Ansonsten isst Jenna jetzt wieder viel besser, zwar noch immer recht langsam, aber immerhin recht stetig. Sier isst auch weniger fetzenweise und mal wieder getrocknete Kräuter und das Zähneknirschen hör ich auf kaum mehr, obwohl ich das Metacam nicht weiter gegeben hab. Scheinbar hat das AB weiter seine Arbeit geleistet:) Seit heute wirkt es jetzt aber nicht mehr und jetzt frag ich mich, ob Jenna nicht nochmal etwas AB bekommen sollte, weil ihr Essverhalten zwar besser geworden ist, aber noch nicht ganz gut. Die Tä hat ja am Donnerstag gemeint, dass es auch sein kann, dass Jennas Kaumuskulatur sich erst mal wieder richtig aufbauen muss nach dem vielen Abgeschleife. Sollte ich jetzt wohl warten oder nochmal AB weiter geben lassen? Hmm..

Halt mich weiter auf dem Laufenden. Ich wünsch euch beiden noch weiterhin alles Gute!

Lupine 06.07.2010 16:51

AW: Hilfe Heumuffel mit Zahnproblemen!
 
Mach dir bitte keine Sorgen, wenn der Schneidezahn gezogen werden müsste, Glückshase. Das ist weit weniger ein Problem für ein Nin auf einen Schneidezahn zu verzichten als auf einen Backenzahn. Meine Wuschel hat sich vor Wochen einen ihrer beiden oberen Schneidezähne so abgebrochen, dass er wohl nicht mehr nachwachsen wird. Heute waren wir zur Kontrolle beim TA, und die verbliebenen drei Schneidezähne nutzen sich tatsächlich gegenseitig so ab, dass höchstens alle paar Monate mal eine kleine Korrektur fällig werden wird. Und grasen kann sie auch damit, wie sie mir vorhin erst wieder bewiesen hat :)

Lupine 06.07.2010 16:52

AW: Hilfe Heumuffel mit Zahnproblemen!
 
Zitat:

Zitat von Lohundweißgranne (Beitrag 66166)
Seit heute wirkt es jetzt aber nicht mehr und jetzt frag ich mich, ob Jenna nicht nochmal etwas AB bekommen sollte, weil ihr Essverhalten zwar besser geworden ist, aber noch nicht ganz gut. Die Tä hat ja am Donnerstag gemeint, dass es auch sein kann, dass Jennas Kaumuskulatur sich erst mal wieder richtig aufbauen muss nach dem vielen Abgeschleife.

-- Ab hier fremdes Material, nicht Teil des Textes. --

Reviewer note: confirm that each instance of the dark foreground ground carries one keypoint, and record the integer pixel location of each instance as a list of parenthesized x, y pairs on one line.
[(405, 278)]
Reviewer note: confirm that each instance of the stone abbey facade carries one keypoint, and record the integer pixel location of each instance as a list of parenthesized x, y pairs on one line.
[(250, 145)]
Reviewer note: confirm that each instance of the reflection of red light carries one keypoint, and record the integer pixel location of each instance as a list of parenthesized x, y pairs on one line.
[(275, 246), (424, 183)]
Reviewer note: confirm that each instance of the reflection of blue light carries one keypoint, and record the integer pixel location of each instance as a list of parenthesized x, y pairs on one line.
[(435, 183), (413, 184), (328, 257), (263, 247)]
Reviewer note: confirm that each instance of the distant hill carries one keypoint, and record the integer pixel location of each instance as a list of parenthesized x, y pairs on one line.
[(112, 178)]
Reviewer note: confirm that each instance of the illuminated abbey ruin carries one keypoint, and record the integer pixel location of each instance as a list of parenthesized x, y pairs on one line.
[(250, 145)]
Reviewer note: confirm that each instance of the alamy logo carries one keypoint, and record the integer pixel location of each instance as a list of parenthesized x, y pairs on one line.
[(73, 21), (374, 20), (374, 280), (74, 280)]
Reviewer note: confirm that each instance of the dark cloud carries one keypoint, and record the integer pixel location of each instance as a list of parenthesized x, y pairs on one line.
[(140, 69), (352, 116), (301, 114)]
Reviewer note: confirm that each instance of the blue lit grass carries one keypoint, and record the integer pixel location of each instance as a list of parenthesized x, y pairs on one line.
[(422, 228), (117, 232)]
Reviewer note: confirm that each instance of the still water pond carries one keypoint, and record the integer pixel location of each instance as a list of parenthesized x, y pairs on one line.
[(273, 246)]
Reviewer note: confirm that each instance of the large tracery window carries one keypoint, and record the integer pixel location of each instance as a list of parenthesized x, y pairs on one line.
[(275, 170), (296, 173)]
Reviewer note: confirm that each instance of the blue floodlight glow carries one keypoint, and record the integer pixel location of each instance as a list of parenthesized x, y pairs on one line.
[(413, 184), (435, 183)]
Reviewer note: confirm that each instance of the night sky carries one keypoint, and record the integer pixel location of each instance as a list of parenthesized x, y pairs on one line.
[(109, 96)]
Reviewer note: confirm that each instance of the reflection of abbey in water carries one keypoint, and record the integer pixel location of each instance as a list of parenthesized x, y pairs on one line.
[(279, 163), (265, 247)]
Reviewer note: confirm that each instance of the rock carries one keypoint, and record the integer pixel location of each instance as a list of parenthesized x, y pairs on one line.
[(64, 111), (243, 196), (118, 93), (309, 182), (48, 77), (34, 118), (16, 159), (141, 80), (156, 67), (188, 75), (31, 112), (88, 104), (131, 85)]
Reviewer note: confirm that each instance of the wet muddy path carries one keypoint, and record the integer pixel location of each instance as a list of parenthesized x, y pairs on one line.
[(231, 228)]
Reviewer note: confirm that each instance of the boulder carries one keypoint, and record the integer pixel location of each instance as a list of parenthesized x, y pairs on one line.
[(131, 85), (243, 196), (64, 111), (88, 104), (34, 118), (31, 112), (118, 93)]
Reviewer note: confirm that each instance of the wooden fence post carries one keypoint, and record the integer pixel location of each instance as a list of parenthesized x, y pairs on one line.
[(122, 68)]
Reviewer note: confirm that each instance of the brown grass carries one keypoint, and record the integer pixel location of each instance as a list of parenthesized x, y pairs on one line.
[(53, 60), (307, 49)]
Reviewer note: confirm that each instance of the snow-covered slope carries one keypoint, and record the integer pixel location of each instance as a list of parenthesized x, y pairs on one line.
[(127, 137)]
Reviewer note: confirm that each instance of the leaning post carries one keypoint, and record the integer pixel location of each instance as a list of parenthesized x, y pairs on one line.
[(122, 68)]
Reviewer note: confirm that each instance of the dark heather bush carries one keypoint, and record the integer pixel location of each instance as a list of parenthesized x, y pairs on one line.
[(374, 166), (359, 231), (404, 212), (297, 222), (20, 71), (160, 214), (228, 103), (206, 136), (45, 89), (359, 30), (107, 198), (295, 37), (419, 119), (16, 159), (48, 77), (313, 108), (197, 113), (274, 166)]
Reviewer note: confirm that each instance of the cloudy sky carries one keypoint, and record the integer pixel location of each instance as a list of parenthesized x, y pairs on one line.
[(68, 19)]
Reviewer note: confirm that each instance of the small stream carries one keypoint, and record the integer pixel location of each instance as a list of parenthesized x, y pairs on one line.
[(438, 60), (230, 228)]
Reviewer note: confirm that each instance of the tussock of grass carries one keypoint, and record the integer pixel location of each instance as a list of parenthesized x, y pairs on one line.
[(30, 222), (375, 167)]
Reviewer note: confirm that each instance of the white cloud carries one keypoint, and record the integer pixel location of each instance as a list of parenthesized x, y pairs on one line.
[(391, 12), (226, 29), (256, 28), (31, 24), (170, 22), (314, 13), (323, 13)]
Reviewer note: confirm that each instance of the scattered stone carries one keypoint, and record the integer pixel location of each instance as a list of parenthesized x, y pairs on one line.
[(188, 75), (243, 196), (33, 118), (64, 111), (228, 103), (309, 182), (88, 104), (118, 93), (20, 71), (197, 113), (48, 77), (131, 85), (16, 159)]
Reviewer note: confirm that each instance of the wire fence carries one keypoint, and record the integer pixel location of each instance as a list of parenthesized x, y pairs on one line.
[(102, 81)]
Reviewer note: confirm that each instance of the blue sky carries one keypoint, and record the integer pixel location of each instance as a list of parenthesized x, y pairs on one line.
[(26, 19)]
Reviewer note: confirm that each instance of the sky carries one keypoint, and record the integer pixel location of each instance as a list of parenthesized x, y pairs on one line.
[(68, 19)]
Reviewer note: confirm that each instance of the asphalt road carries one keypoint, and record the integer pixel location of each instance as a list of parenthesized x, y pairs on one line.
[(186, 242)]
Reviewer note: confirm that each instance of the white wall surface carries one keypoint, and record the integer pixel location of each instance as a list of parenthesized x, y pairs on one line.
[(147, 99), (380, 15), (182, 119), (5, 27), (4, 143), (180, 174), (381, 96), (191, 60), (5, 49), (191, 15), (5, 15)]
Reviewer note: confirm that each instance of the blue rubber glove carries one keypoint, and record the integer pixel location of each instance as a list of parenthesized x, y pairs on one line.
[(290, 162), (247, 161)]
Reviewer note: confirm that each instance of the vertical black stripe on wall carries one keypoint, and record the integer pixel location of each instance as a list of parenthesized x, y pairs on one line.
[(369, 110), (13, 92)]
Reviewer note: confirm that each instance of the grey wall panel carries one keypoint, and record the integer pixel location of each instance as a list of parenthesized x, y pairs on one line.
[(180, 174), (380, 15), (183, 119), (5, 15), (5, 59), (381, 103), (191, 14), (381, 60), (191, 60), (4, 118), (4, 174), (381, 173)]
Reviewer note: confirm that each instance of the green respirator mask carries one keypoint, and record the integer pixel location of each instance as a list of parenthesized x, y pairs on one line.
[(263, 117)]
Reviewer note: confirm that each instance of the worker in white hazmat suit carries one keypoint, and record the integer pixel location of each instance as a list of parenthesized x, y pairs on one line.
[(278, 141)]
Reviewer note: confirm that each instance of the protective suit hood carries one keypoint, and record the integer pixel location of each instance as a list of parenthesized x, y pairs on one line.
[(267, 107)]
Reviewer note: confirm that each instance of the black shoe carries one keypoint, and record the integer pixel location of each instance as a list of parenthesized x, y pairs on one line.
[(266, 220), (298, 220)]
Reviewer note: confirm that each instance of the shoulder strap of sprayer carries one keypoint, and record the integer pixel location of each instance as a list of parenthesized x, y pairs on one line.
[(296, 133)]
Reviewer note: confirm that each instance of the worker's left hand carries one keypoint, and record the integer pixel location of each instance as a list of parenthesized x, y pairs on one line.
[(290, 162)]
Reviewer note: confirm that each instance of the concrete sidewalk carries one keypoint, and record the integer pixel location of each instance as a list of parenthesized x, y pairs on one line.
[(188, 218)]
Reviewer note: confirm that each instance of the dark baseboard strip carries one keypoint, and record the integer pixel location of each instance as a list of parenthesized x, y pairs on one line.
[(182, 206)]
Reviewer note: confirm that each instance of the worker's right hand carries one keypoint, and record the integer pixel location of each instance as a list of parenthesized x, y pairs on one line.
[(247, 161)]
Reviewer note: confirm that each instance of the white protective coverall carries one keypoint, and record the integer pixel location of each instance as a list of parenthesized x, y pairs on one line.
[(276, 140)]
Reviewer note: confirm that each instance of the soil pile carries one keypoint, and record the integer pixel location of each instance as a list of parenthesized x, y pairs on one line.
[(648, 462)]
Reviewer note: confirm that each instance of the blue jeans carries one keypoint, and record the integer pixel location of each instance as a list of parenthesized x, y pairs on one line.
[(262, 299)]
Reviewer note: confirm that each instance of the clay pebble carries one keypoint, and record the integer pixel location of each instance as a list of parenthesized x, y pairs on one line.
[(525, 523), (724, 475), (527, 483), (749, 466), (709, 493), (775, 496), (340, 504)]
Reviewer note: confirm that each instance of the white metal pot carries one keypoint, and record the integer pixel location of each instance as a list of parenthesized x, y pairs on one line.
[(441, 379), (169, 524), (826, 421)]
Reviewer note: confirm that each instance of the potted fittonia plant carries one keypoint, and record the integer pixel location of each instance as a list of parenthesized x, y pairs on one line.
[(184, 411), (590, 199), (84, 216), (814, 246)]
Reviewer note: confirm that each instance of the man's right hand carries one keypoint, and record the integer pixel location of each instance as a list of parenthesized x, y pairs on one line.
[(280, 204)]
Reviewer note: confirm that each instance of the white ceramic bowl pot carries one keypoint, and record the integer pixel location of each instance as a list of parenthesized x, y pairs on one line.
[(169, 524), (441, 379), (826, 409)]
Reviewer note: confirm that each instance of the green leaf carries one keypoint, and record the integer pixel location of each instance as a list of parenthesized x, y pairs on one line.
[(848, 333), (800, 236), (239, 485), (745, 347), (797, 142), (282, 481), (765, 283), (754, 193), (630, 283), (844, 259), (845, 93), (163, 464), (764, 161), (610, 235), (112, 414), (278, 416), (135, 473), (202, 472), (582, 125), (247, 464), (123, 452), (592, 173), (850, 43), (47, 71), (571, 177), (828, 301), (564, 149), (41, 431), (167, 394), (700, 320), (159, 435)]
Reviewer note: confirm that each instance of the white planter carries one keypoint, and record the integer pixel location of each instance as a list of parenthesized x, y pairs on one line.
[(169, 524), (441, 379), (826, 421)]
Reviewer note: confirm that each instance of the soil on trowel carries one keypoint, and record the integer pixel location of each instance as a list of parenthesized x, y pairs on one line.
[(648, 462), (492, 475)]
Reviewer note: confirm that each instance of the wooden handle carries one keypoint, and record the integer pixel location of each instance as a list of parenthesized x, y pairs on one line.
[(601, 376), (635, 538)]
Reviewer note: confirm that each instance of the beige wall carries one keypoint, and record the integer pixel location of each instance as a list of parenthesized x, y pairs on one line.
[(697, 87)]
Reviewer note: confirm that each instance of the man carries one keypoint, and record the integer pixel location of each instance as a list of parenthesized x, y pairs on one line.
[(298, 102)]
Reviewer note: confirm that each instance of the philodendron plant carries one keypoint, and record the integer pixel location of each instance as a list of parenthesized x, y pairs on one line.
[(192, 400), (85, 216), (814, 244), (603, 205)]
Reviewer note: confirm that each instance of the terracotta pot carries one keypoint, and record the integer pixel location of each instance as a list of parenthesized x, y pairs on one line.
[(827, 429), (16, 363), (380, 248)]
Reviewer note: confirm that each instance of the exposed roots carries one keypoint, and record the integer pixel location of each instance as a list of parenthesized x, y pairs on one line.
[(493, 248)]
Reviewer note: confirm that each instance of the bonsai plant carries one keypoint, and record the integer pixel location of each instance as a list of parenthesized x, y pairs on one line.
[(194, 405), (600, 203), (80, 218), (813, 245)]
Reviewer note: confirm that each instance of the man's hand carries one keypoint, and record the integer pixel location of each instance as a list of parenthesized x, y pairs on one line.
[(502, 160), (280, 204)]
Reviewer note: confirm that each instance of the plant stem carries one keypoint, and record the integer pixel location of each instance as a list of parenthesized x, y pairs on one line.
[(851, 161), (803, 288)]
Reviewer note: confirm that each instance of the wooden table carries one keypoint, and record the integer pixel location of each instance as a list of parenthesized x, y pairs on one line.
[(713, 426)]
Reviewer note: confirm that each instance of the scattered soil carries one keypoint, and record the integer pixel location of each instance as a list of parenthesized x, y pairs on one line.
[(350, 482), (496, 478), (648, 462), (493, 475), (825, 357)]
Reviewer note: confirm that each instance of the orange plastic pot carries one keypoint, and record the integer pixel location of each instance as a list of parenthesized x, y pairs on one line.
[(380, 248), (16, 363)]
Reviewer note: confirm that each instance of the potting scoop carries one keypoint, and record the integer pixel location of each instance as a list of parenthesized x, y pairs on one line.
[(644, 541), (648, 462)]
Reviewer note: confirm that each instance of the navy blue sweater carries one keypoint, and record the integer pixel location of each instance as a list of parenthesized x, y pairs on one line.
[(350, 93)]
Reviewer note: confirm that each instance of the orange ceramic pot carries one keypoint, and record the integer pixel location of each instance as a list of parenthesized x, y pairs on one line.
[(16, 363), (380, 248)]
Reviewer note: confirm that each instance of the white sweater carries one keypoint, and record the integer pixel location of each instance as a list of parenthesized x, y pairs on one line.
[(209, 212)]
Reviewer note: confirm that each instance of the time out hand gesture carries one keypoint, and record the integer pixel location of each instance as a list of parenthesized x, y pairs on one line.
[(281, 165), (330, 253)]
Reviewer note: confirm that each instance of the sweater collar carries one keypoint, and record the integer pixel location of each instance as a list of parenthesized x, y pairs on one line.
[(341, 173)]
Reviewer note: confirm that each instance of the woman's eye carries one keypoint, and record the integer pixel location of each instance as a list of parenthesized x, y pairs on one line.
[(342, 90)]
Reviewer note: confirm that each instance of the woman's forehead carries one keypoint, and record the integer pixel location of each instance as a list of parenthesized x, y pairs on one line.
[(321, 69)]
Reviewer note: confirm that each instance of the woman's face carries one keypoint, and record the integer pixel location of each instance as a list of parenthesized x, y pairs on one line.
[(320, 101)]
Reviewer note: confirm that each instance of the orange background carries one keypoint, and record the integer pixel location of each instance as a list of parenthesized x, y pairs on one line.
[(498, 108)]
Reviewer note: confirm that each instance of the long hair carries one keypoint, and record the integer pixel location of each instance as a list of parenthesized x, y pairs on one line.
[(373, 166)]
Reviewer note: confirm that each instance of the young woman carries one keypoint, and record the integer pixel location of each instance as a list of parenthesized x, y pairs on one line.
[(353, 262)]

Sollte ich jetzt wohl warten oder nochmal AB weiter geben lassen? Hmm..

Bitte das AB so schnell wie möglich ergänzen lassen! Sonst erzeugst du Resistenzen, und wenn wirklich ein Abszess dahinter steckt, fällt dieses Antibiotikum dann leider für die Behandlung aus, das wäre sehr ungünstig!

Lohundweißgranne 06.07.2010 18:55

AW: Hilfe Heumuffel mit Zahnproblemen!
 
Danke für den Beitrag. Ist es wohl schlimm, wenn ich erst am Donnerstag mit Jenna gehe? Bilden sich die Resistenzen so schnell?

Lupine 06.07.2010 20:42

AW: Hilfe Heumuffel mit Zahnproblemen!
 
Ja, das ist problematisch. Bei Antibiotika muss man streng auf den Einnahmerhythmus achten.

Lohundweißgranne 15.07.2010 13:28

AW: Hilfe Heumuffel mit Zahnproblemen!
 
@!!GLÜCKSHASE!!
Wie geht es Cookie denn jetzt? Frisst sie schon besser oder macht der eine Zahn noch immer Ärger? Jenna frisst zurzeit ganz in Ordnung, viell. stimmt das wirklich, dass ihre Kaumuskulatur sich erst mal wieder nach dem vielen Abgeschleife erholen muss.
Weiterhin gute gute Besserung und viele liebe Grüße von Charly, Jenna und mir!